I’m runing this piece of code:
def forward(self, inputs, core_state=()):
x = inputs["frame"]
# time x batch x 64 x 64 x 3
T, B, *_ = x.shape
# merge time and batch
# [T*B x 64 x 64 x 3]
x = torch.flatten(x, 0, 1)
x = x.float()
# [T*B x 3 x 64 x 64]
x = x.transpose(1, 3)
# x = checkpoint_sequential(self.feat_extract, 2, x)
x = self.feat_extract(x)
x = x.view(T*B, -1)
# core_input = checkpoint_sequential(self.fc, 2, x)
core_input = self.fc(x)
core_output = core_input
core_state = tuple()
policy_logits = self.policy(core_output)
baseline = self.baseline(core_output)
if self.training:
action = torch.multinomial(F.softmax(policy_logits, dim=1), num_samples=1)
else:
action = torch.argmax(policy_logits, dim=1)
policy_logits = policy_logits.view(T, B, self.num_actions)
baseline = baseline.view(T, B)
action = action.view(T, B)
return dict(policy_logits=policy_logits, baseline=baseline,
action=action), core_state
And got this error:
Traceback (most recent call last):
File "/usr/local/easybuild-2019/easybuild/software/compiler/gcccore/8.3.0/python/3.7.4/lib/python3$
self.run()
File "/usr/local/easybuild-2019/easybuild/software/compiler/gcccore/8.3.0/python/3.7.4/lib/python3$
self._target(*self._args, **self._kwargs)
File “/data/gpfs/projects/punim1126/CL-RIDE-master-project/src/utils.py”, line 335, in act
raise e
File “/data/gpfs/projects/punim1126/CL-RIDE-master-project/src/utils.py”, line 287, in act
agent_output, agent_state = model(env_output, agent_state)

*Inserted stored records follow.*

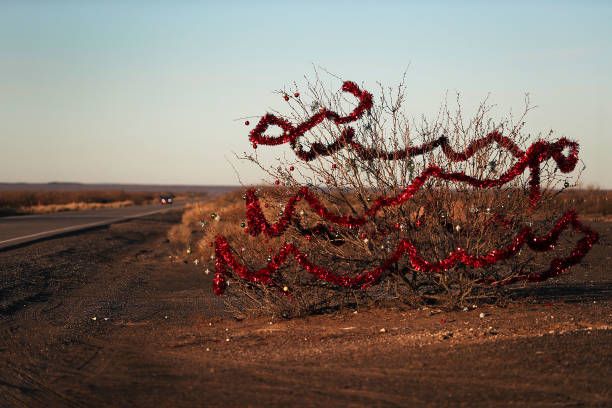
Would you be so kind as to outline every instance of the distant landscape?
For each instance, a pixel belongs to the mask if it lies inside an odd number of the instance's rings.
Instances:
[[[117,191],[126,192],[173,192],[220,194],[235,190],[239,186],[212,186],[188,184],[113,184],[113,183],[0,183],[0,191]]]
[[[0,217],[63,211],[120,208],[155,202],[158,195],[213,197],[236,186],[0,183]]]

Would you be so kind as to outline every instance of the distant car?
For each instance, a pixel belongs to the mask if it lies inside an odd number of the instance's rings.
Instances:
[[[160,194],[159,203],[161,205],[172,205],[174,202],[174,194]]]

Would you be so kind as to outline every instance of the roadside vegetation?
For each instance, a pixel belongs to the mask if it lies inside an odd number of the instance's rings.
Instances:
[[[119,208],[146,204],[156,195],[126,191],[3,191],[0,216]]]

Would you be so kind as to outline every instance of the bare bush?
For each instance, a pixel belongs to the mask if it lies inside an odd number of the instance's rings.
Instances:
[[[287,101],[289,113],[275,114],[291,123],[305,122],[321,107],[342,116],[355,106],[355,101],[346,94],[328,91],[318,75],[308,81],[306,92],[295,87],[279,93]],[[455,109],[444,103],[435,118],[420,120],[406,115],[405,98],[404,81],[396,88],[380,86],[374,107],[352,123],[356,130],[355,140],[378,151],[398,151],[432,143],[444,136],[455,151],[462,151],[492,132],[509,137],[523,150],[536,139],[524,131],[525,118],[532,109],[528,98],[518,117],[494,119],[492,106],[485,100],[475,114],[466,118],[457,98]],[[316,143],[330,144],[341,137],[342,131],[341,126],[324,121],[308,132],[308,141],[292,147],[300,150],[316,148]],[[537,135],[537,139],[550,140],[552,137],[552,132]],[[261,168],[270,177],[271,184],[276,185],[258,191],[259,200],[265,203],[265,216],[271,220],[282,216],[287,201],[303,186],[308,186],[335,213],[359,216],[367,213],[376,198],[401,194],[431,165],[483,180],[499,177],[516,162],[507,149],[495,143],[479,150],[469,160],[456,162],[448,160],[442,149],[405,159],[371,160],[355,149],[344,148],[333,154],[317,155],[312,161],[299,160],[293,152],[282,147],[276,149],[278,155],[273,158],[273,165],[266,164],[259,150],[242,157]],[[257,270],[272,261],[271,256],[282,243],[291,242],[310,259],[316,259],[318,265],[346,276],[381,265],[398,243],[405,240],[414,244],[427,260],[443,259],[457,248],[470,254],[486,254],[508,245],[527,225],[547,231],[558,216],[558,194],[574,186],[577,179],[578,176],[569,178],[561,174],[554,161],[543,162],[542,198],[535,208],[531,208],[527,173],[492,189],[430,178],[410,200],[384,208],[359,228],[327,225],[301,202],[299,216],[280,237],[244,234],[244,208],[235,208],[235,202],[231,207],[214,203],[209,208],[211,218],[201,223],[206,238],[199,249],[210,254],[202,262],[212,270],[213,237],[224,235],[231,241],[239,262]],[[233,228],[224,227],[224,222],[229,222]],[[236,228],[237,225],[240,228]],[[525,250],[487,267],[474,269],[457,264],[443,273],[418,272],[408,259],[401,258],[388,268],[378,284],[365,290],[343,288],[315,279],[289,262],[278,269],[273,286],[232,279],[226,299],[237,314],[263,312],[283,316],[381,302],[463,307],[483,300],[499,301],[503,298],[501,289],[486,282],[512,279],[545,268],[550,259],[567,253],[573,242],[575,237],[569,236],[546,253]]]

File “/home/shizhec/.local/lib/python3.7/site-packages/torch/nn/modules/module.py”, line 722, in _$
result = self.forward(*input, **kwargs)
File “/data/gpfs/projects/punim1126/CL-RIDE-master-project/src/models.py”, line 675, in forward
action = torch.multinomial(F.softmax(policy_logits, dim=1), num_samples=1)
RuntimeError: probability tensor contains either inf
, nan
or element < 0
I’m using torch 1.6.0, however, when I use torch 1.1.0, I don’t get any error anymore, and I could train the model correctly. Anyone know why this is happening?
#one output before error:
tensor([[ 4.0024, -22.5107, 8.6548, -26.3529, 199.5710, -23.9216, -40.0046,
3.1537, -19.8343, -39.2633, 34.4721, -7.2311, -56.9415, -5.0400,
15.7165]])
#where the error occur:
tensor([[nan, nan, nan, nan, nan, nan, nan, nan, nan, nan, nan, nan, nan, nan, nan]])
You code seems OK, something might have changed between these two versions, so you can either:
Modify you framework, then track and find the origin of the first NaN value
Switch back to 1.1.0, for now.
I would recommend you use the second solution, according to your complex situation presented in the previous question.
division by 0
something involving the annoying log/exp calculation, like log probability, I have just located a Nan problem myself this morning. Eg:
a=Normal(1, 1e-23)
a.log_prob(a.sample()) -> NaN because sigma is too small.
Well try increasing the temperature
value. I had very low temperature value along with other parameters such as top_k
and top_p
which made the next token distribution too steep and as the beam search’s logic, you will need to have multiple tokens available, and in the low temperature case I couldn’t have (because we know how temperature works, right?)
So I increased the temperature and it worked.
Try increasing the temp value and it should just work, if there are no other complexity involved.